Since the Travel Weekly story appeared, the Bulletin has been amended and now appears with a ‘Correction’.

This states: “An earlier version of this article said, in relation to cancelled package holidays, that ‘a credit note is another increasingly popular alternative and will be financially protected in the event of future failed travel plans’.

“This is incorrect, and has been amended to the following: ‘A credit note is another increasingly popular alternative and may be financially protected in the event of future failed travel plans.”

It adds: “For the removal of doubt the government position regarding credit refunds is unaltered.”

However, apart from a corresponding change in the body of the Bulletin text the document is unchanged.

It notes the Competition and Markets Authority (CMA) advice “is that credits, re-booking or re-scheduling may be offered as an alternative to a refund” although “a refund should still be an option that is clearly and easily available.

The bulletin also offers guidance on issuing refund credit notes, stating: “Any restrictions that apply, such as the period in which credits must be used, must be fair and made clear to consumers.”

It advises businesses to follow Abta’s guidance on refund credit notes.

Abta has insisted refund credit notes issued in line with its guidelines will be financially protected and has been pressing BEIS to confirm this for weeks.

The association believes this is in line with the existing Atol Regulations and does not require a change in the law.

Travel Weekly understands this is also the view of the Civil Aviation Authority (CAA) which enforces the Atol Regulations.

An Abta spokesperson said: “The Atol scheme payment policy states that deferred bookings for Atol-protected holidays – in other words, credit refunds – are financially protected.

“The package travel regulation rules do not need to be changed for this to be the case.

“Abta absolutely endorses the need for these refund credits to be documented and processed properly, that is why we’ve provided clear guidance to our members on this.”

The Business Companion bulletin acknowledges “there is pressure from the travel sector to relax the current 14-day refund rule” and notes “conversations are ongoing” but suggests any change would require legislation “which could take time”.

It is this law which has not changed.

Travel Weekly sought a response from BEIS and was told: “Rules around package travel and other UK travel bookings remain unchanged.

“Companies have a legal obligation to ensure their consumers are fairly compensated.
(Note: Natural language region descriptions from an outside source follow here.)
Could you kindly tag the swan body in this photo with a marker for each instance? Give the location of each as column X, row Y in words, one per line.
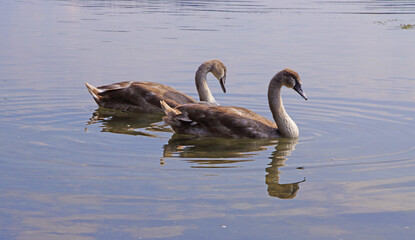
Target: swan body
column 144, row 97
column 236, row 122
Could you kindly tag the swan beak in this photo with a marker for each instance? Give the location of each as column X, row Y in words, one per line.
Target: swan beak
column 298, row 89
column 222, row 83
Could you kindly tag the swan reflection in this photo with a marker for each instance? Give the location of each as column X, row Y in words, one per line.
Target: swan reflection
column 278, row 158
column 227, row 153
column 128, row 123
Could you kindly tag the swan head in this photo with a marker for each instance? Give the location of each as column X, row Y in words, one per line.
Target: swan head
column 291, row 79
column 219, row 71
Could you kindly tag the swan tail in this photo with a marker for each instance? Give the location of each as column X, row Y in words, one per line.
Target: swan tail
column 93, row 91
column 167, row 109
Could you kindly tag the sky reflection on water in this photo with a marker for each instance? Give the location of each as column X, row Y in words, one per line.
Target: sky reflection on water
column 71, row 171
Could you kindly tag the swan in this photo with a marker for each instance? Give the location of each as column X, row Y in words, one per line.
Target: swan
column 144, row 97
column 235, row 122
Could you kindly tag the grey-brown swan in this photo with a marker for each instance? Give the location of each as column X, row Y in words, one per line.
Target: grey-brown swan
column 144, row 97
column 235, row 122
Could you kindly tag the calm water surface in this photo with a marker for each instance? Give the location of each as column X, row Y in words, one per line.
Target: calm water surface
column 69, row 170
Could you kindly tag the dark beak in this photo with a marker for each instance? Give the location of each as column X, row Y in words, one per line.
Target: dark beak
column 222, row 83
column 298, row 89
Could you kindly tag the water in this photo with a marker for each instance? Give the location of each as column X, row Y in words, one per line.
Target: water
column 71, row 171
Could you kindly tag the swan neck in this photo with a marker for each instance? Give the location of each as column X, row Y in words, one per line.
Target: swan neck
column 201, row 83
column 286, row 126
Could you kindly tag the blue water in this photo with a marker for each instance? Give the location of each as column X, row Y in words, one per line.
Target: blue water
column 69, row 170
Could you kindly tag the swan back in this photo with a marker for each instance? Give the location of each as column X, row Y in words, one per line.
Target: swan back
column 235, row 122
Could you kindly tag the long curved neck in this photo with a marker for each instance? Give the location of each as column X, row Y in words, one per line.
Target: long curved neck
column 286, row 126
column 201, row 83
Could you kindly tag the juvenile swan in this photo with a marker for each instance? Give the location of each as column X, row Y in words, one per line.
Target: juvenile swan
column 144, row 97
column 236, row 122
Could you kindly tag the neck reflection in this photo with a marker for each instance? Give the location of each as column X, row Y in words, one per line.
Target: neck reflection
column 231, row 153
column 278, row 158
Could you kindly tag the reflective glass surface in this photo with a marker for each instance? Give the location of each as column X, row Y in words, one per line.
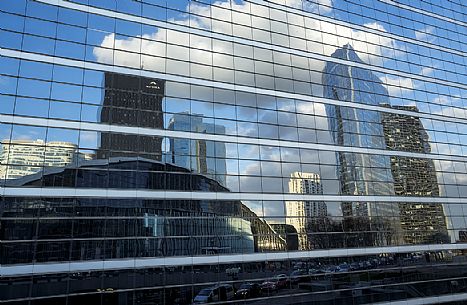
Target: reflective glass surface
column 191, row 152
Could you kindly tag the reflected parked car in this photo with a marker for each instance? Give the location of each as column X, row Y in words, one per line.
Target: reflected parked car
column 269, row 286
column 282, row 281
column 299, row 276
column 222, row 292
column 248, row 290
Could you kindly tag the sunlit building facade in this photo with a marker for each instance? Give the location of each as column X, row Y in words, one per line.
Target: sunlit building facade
column 154, row 150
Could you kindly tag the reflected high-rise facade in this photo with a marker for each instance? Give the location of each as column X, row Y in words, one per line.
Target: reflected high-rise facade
column 420, row 222
column 204, row 157
column 360, row 174
column 136, row 102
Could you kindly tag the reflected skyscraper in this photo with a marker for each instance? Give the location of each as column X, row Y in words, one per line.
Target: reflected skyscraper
column 202, row 156
column 135, row 102
column 302, row 215
column 359, row 174
column 420, row 222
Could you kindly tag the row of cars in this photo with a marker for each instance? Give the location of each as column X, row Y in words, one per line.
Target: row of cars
column 226, row 292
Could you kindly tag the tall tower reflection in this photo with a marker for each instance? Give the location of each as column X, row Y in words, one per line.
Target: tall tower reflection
column 420, row 222
column 360, row 174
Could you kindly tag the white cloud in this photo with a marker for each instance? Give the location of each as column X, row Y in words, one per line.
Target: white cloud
column 426, row 71
column 113, row 50
column 425, row 34
column 397, row 84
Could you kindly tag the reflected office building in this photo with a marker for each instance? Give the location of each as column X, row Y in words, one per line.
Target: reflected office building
column 305, row 215
column 360, row 174
column 201, row 156
column 135, row 102
column 420, row 222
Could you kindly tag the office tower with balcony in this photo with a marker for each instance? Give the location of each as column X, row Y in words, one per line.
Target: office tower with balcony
column 420, row 222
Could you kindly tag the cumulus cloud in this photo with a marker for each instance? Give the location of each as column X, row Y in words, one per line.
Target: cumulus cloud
column 426, row 71
column 397, row 85
column 425, row 34
column 312, row 35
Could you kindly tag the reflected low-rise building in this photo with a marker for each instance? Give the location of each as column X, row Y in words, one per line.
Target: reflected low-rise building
column 304, row 215
column 20, row 158
column 152, row 228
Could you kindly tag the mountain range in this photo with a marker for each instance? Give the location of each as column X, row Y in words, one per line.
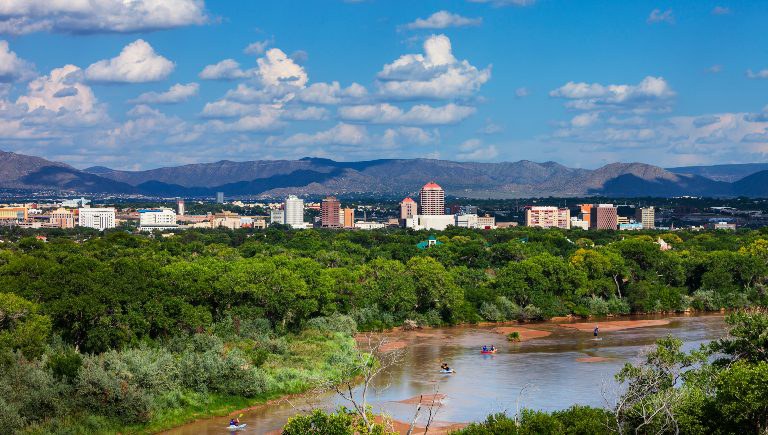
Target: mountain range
column 387, row 177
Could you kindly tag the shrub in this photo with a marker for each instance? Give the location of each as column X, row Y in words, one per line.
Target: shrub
column 334, row 323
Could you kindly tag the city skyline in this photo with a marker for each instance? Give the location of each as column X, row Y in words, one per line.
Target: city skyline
column 150, row 84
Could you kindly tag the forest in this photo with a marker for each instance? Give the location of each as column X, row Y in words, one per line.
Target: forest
column 118, row 332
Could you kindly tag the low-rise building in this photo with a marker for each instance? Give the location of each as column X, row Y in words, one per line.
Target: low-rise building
column 160, row 219
column 548, row 217
column 97, row 218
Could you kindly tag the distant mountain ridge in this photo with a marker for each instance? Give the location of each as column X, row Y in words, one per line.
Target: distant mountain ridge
column 386, row 177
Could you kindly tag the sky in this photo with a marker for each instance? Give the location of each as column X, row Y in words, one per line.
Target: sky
column 148, row 83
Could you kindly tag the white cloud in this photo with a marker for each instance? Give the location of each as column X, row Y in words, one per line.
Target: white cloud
column 332, row 93
column 762, row 74
column 258, row 47
column 417, row 115
column 227, row 69
column 474, row 150
column 659, row 16
column 277, row 69
column 436, row 74
column 652, row 93
column 136, row 63
column 12, row 67
column 176, row 94
column 94, row 16
column 443, row 20
column 340, row 134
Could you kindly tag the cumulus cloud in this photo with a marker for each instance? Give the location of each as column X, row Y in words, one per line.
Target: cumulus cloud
column 417, row 115
column 436, row 74
column 474, row 150
column 137, row 63
column 332, row 93
column 762, row 74
column 652, row 93
column 227, row 69
column 98, row 16
column 258, row 47
column 176, row 94
column 659, row 16
column 12, row 67
column 277, row 69
column 443, row 20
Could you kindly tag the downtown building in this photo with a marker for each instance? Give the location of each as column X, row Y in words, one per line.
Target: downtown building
column 548, row 217
column 97, row 218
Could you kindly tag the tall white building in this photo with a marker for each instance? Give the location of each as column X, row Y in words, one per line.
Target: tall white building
column 157, row 219
column 98, row 218
column 294, row 211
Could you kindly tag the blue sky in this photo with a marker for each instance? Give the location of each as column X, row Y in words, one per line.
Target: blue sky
column 584, row 83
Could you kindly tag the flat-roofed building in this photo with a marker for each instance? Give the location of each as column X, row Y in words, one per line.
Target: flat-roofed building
column 548, row 217
column 330, row 210
column 157, row 219
column 604, row 217
column 432, row 199
column 647, row 217
column 62, row 218
column 19, row 214
column 97, row 218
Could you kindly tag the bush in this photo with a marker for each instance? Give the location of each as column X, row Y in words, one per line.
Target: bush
column 104, row 392
column 334, row 323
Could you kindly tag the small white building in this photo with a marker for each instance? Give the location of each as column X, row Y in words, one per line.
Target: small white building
column 157, row 219
column 97, row 218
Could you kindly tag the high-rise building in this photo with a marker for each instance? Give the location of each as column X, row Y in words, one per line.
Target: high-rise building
column 330, row 209
column 294, row 211
column 277, row 216
column 157, row 219
column 98, row 218
column 408, row 209
column 347, row 218
column 62, row 218
column 432, row 199
column 13, row 213
column 604, row 217
column 647, row 217
column 548, row 217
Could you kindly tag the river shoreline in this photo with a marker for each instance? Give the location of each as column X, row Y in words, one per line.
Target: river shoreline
column 404, row 338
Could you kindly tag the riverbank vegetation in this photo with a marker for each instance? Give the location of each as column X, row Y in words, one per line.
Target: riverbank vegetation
column 120, row 332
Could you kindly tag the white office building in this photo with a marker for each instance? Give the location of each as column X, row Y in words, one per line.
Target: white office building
column 157, row 219
column 98, row 218
column 294, row 212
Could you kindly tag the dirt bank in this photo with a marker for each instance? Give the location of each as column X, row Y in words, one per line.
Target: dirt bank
column 525, row 333
column 614, row 325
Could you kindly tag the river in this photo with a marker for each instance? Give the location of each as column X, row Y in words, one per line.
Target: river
column 547, row 373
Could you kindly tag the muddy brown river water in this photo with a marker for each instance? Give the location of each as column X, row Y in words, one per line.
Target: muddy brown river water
column 548, row 373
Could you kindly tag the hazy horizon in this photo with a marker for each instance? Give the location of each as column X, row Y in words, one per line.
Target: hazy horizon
column 152, row 84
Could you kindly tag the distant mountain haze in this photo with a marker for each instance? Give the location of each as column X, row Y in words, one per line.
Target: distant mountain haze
column 388, row 177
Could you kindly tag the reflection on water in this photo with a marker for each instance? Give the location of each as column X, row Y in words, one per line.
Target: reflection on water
column 541, row 373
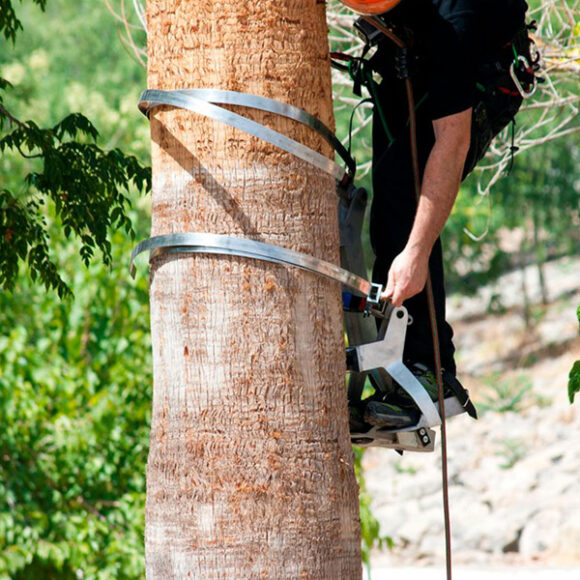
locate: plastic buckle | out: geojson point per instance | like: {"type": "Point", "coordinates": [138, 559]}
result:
{"type": "Point", "coordinates": [375, 292]}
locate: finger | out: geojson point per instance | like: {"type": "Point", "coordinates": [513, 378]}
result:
{"type": "Point", "coordinates": [396, 298]}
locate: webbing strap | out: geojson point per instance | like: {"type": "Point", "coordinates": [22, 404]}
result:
{"type": "Point", "coordinates": [203, 102]}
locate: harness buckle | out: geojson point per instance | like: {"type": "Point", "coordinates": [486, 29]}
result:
{"type": "Point", "coordinates": [375, 292]}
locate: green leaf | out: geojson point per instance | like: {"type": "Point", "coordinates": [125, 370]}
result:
{"type": "Point", "coordinates": [574, 381]}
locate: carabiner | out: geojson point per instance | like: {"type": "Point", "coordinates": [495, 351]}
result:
{"type": "Point", "coordinates": [513, 73]}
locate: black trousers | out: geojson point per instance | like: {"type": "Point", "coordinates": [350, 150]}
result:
{"type": "Point", "coordinates": [392, 214]}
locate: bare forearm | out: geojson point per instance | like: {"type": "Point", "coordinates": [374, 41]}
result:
{"type": "Point", "coordinates": [441, 180]}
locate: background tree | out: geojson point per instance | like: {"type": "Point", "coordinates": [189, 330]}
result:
{"type": "Point", "coordinates": [75, 376]}
{"type": "Point", "coordinates": [63, 173]}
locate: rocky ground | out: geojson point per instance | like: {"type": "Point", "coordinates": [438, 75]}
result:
{"type": "Point", "coordinates": [514, 474]}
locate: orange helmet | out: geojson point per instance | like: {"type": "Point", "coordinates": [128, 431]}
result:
{"type": "Point", "coordinates": [371, 6]}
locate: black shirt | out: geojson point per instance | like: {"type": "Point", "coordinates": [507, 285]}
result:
{"type": "Point", "coordinates": [449, 41]}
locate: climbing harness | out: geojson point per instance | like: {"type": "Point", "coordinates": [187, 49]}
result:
{"type": "Point", "coordinates": [371, 355]}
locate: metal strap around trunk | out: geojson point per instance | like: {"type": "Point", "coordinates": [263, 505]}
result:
{"type": "Point", "coordinates": [205, 243]}
{"type": "Point", "coordinates": [203, 102]}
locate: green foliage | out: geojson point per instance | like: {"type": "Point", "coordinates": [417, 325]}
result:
{"type": "Point", "coordinates": [574, 378]}
{"type": "Point", "coordinates": [86, 187]}
{"type": "Point", "coordinates": [74, 430]}
{"type": "Point", "coordinates": [370, 527]}
{"type": "Point", "coordinates": [9, 23]}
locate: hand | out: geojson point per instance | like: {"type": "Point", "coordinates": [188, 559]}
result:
{"type": "Point", "coordinates": [407, 277]}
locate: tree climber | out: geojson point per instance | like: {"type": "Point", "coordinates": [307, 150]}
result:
{"type": "Point", "coordinates": [449, 43]}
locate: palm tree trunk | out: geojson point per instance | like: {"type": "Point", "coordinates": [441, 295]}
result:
{"type": "Point", "coordinates": [250, 471]}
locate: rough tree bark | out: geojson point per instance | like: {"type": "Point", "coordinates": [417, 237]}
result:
{"type": "Point", "coordinates": [250, 471]}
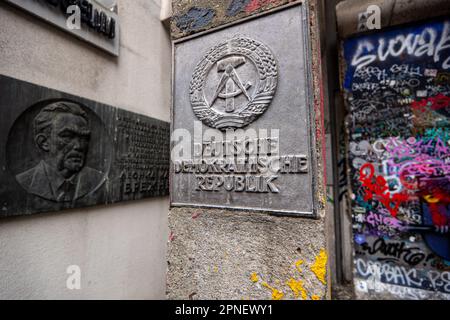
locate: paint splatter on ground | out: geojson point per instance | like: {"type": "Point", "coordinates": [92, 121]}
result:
{"type": "Point", "coordinates": [319, 268]}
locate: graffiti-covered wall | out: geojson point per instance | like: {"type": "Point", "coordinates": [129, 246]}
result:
{"type": "Point", "coordinates": [397, 87]}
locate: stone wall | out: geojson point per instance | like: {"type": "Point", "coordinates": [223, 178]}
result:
{"type": "Point", "coordinates": [226, 254]}
{"type": "Point", "coordinates": [121, 248]}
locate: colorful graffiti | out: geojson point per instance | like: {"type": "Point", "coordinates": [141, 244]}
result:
{"type": "Point", "coordinates": [397, 87]}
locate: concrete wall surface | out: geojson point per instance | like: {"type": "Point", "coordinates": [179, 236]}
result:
{"type": "Point", "coordinates": [120, 249]}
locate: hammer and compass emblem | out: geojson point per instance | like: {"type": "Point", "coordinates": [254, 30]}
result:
{"type": "Point", "coordinates": [228, 58]}
{"type": "Point", "coordinates": [230, 80]}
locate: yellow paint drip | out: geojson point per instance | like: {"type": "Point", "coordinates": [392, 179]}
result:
{"type": "Point", "coordinates": [297, 288]}
{"type": "Point", "coordinates": [254, 277]}
{"type": "Point", "coordinates": [276, 294]}
{"type": "Point", "coordinates": [319, 268]}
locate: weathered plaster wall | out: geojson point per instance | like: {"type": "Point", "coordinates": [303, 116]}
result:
{"type": "Point", "coordinates": [221, 254]}
{"type": "Point", "coordinates": [120, 249]}
{"type": "Point", "coordinates": [397, 87]}
{"type": "Point", "coordinates": [225, 254]}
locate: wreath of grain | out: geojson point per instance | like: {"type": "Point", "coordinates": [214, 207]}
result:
{"type": "Point", "coordinates": [267, 67]}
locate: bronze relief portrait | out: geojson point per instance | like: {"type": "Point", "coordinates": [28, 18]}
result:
{"type": "Point", "coordinates": [63, 140]}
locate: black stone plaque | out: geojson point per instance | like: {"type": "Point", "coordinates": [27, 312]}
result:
{"type": "Point", "coordinates": [60, 151]}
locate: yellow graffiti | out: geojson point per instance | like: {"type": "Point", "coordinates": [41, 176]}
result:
{"type": "Point", "coordinates": [276, 294]}
{"type": "Point", "coordinates": [254, 277]}
{"type": "Point", "coordinates": [297, 288]}
{"type": "Point", "coordinates": [431, 199]}
{"type": "Point", "coordinates": [298, 264]}
{"type": "Point", "coordinates": [319, 268]}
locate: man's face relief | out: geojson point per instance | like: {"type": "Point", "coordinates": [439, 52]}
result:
{"type": "Point", "coordinates": [69, 142]}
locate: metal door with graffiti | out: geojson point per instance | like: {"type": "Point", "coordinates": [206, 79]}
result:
{"type": "Point", "coordinates": [397, 93]}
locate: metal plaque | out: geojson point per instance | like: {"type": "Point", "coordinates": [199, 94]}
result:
{"type": "Point", "coordinates": [97, 24]}
{"type": "Point", "coordinates": [59, 151]}
{"type": "Point", "coordinates": [242, 135]}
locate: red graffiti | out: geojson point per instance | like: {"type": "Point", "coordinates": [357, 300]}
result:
{"type": "Point", "coordinates": [376, 188]}
{"type": "Point", "coordinates": [434, 103]}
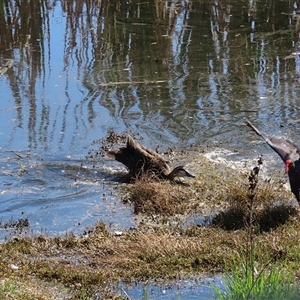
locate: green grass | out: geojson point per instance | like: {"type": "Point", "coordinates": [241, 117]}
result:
{"type": "Point", "coordinates": [273, 283]}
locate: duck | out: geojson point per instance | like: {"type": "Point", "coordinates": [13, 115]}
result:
{"type": "Point", "coordinates": [141, 160]}
{"type": "Point", "coordinates": [289, 153]}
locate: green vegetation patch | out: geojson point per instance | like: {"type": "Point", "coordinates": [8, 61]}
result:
{"type": "Point", "coordinates": [251, 222]}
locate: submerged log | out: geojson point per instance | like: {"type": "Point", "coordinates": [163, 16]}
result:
{"type": "Point", "coordinates": [141, 160]}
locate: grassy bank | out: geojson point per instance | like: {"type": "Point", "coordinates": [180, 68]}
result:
{"type": "Point", "coordinates": [162, 246]}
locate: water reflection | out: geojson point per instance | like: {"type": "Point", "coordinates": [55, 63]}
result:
{"type": "Point", "coordinates": [175, 72]}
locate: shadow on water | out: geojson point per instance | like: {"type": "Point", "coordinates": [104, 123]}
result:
{"type": "Point", "coordinates": [59, 196]}
{"type": "Point", "coordinates": [177, 73]}
{"type": "Point", "coordinates": [194, 288]}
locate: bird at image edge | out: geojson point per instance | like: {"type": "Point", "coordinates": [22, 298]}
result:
{"type": "Point", "coordinates": [289, 153]}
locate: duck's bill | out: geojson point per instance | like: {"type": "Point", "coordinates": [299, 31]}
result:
{"type": "Point", "coordinates": [188, 174]}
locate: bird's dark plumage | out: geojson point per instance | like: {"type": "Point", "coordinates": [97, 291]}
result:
{"type": "Point", "coordinates": [289, 153]}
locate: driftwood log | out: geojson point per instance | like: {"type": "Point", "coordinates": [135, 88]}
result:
{"type": "Point", "coordinates": [141, 160]}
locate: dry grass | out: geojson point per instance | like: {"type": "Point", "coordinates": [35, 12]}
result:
{"type": "Point", "coordinates": [82, 266]}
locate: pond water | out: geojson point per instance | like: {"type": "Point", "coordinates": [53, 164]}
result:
{"type": "Point", "coordinates": [176, 73]}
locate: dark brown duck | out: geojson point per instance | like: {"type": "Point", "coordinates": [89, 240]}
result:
{"type": "Point", "coordinates": [289, 153]}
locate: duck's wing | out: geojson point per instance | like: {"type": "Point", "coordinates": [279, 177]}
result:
{"type": "Point", "coordinates": [284, 148]}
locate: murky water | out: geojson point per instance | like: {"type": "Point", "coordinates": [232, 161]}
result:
{"type": "Point", "coordinates": [174, 72]}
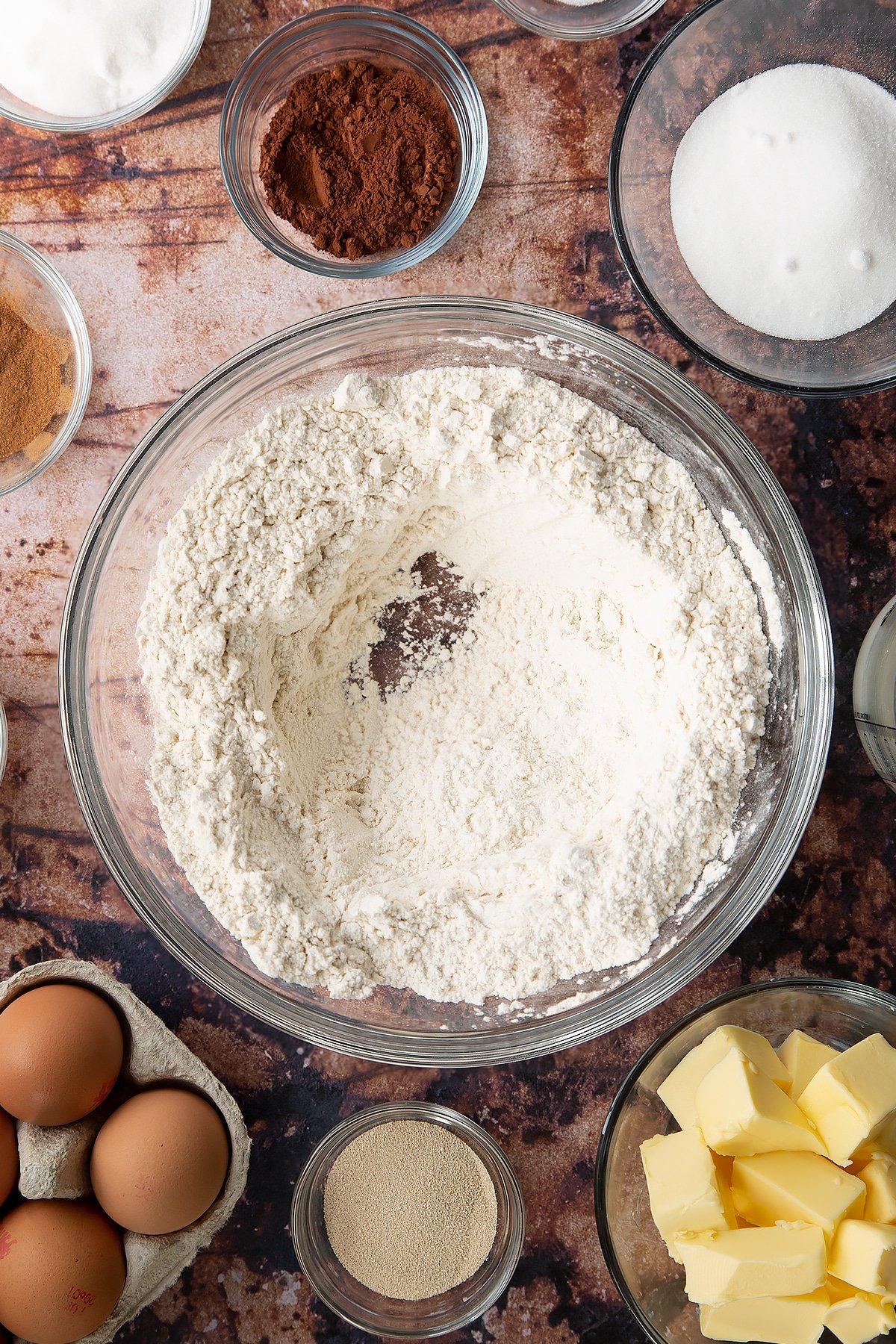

We are keeping the situation under review and looking at options to support businesses and consumers through this difficult period.

“We continue to engage with the travel sector and consumer advocacy bodies to assess the impact of cancellations made in light of the Covid-19 outbreak.”

Travel Weekly has previously reported the regulatory authorities – the CMA, Trading Standards and the CAA – will not strictly enforce refund rules on the sector despite the government’s failure to clarify the status of refund credit notes.

The CMA, the principal enforcer of consumer protection, has confirmed its investigation of businesses failing to respect refund rights will not take in package travel.

Trading Standards, which has responsibility for enforcing the Package Travel Regulations (PTRs), has issued guidance noting: “Traditional legal remedies and enforcement are likely to be inappropriate at this time.”

And the Chartered Trading Standards Institute (CTSI) has advised it “wants all credit notes financially protected”.

The CAA, which enforces the Atol rules, has yet to clarify its position but it’s understood the CAA will stand behind refund credit notes which remain Atol-protected.